Outside of work, I like to spend time with my family. I have recently taken up baking. I also paint sometimes to relieve stress. I enjoy playing badminton and basketball.
In high school, I had no idea what I wanted to do or what field I wanted to get into. I took courses in all different fields including computer science, biology, chemistry, physics, business, algebra, calculus, etc. to keep my options open. I also enjoyed history and wanted to be an archaeologist. However, I was talked out of this because future career openings were few. So I was advised to choose between science and engineering.
Since I wasn’t a fan of math, I chose to go into sciences. Even then, I wasn’t sure if I wanted biology or chemistry so I enrolled in BSc. in Biochemistry/Biotechnology at Carleton University. In my 2nd year at Carleton University, I realized I was interested in plants. As a result, I started taking all the plant biology courses available. For my 4th year Honors project, I approached Dr. Shelley Hepworth who was doing plant developmental research. She agreed to take me on and I ended up being in her lab for the next 6 years to complete my PhD.

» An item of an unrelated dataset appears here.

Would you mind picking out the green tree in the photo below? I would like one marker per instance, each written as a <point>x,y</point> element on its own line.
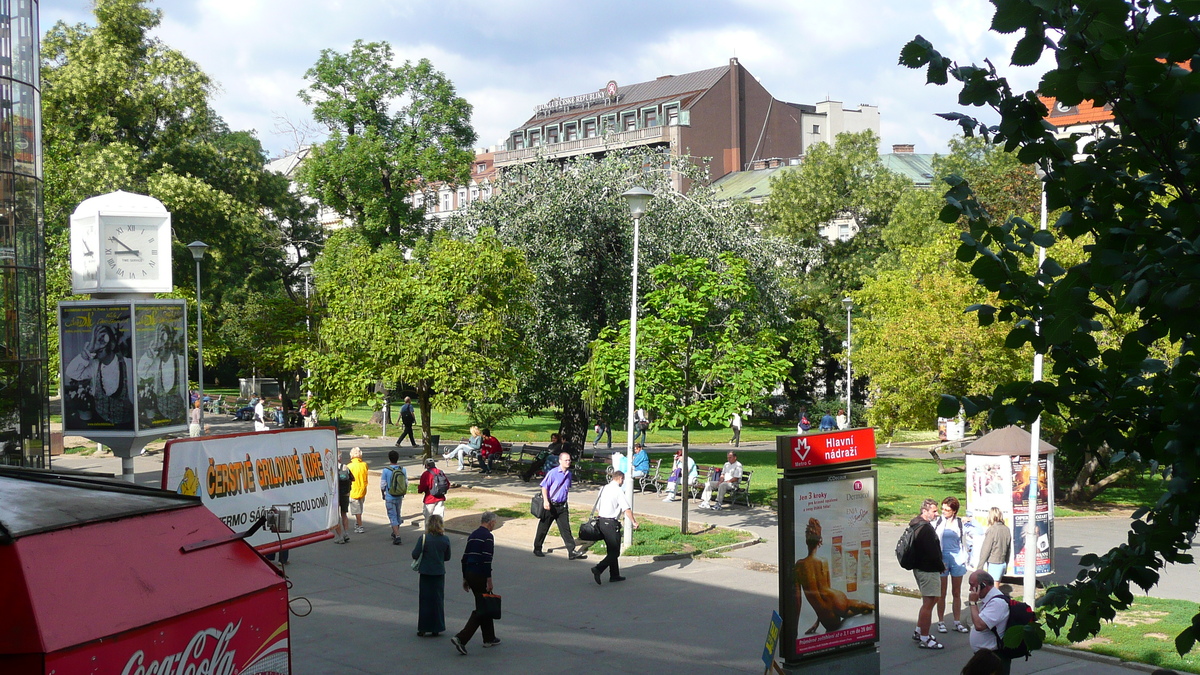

After my PhD, I did a term as a sessional lecturer at Carleton University. Then I got an offer to do a postdoctoral fellowship Agriculture and Agri-Food Canada. Towards the end of my postdoctoral work, I applied for faculty jobs at various universities. I also applied for jobs in the government related to my field. By chance, I overheard somebody discussing the competition for a patent examiner position that was closing the same day. I applied, and was very excited to find out a few months later that I got it! So now here I am.
If young people are interested in becoming patent examiner, I would advise them to focus on studying science or engineering. With engineering, it’s common to come out of undergrad, get some work experience and get a patent examiner position. For sciences, PhD is generally preferred. If you enjoy reading/researching and working on your own, you will love being a patent examiner.

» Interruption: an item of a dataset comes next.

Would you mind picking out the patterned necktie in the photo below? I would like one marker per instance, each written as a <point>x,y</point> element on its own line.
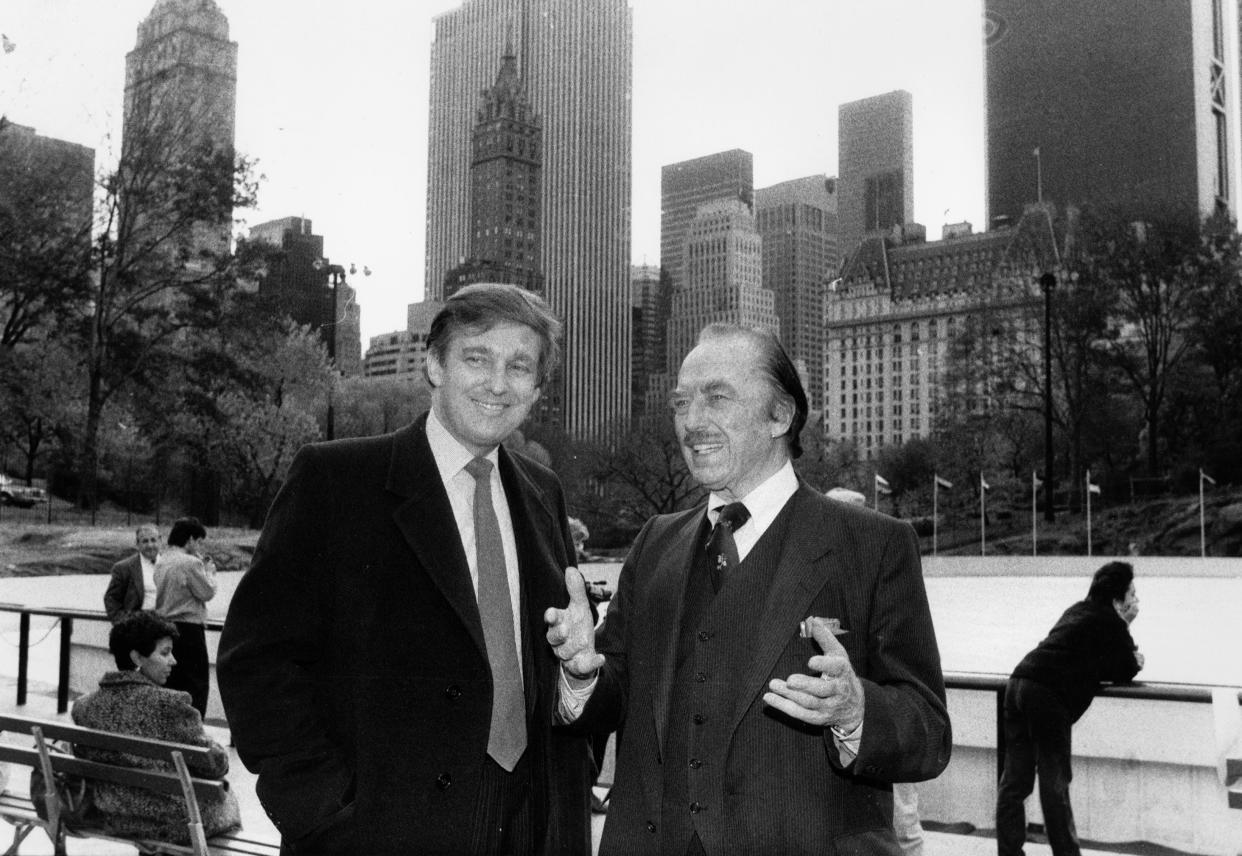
<point>722,550</point>
<point>507,739</point>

I was born/grew up in: I was born in Karachi, Pakistan and moved to Ottawa, Ontario, Canada when I was 12. I lived in Ottawa for 15 years but moved to Toronto, Ontario, Canada for a few years before moving back to Ottawa.
I now live in: Ottawa, ON
I completed my training/education at: I completed by Bachelors of Science in Biochemistry/Biotechnology from Carleton University. I went on to complete my PhD in Biology specializing in plant developmental biology, also from Carleton University. For my postdoctoral research, I worked at the Cell and Systems Biology Department at University of Toronto in collaboration with Agriculture and Agri-Food Canada.
What is exciting about my work is that I get to see technology that is at the forefront of research. Each day, I see a new invention or an improvement to an invention. In time, you can see the inventions that you granted a patent for, come to market and help the public.
With scientific research, people often get bogged down with their specific research areas. As a patent examiner, I get to see the broader picture. I also get to see the results of research from all areas of biotechnology.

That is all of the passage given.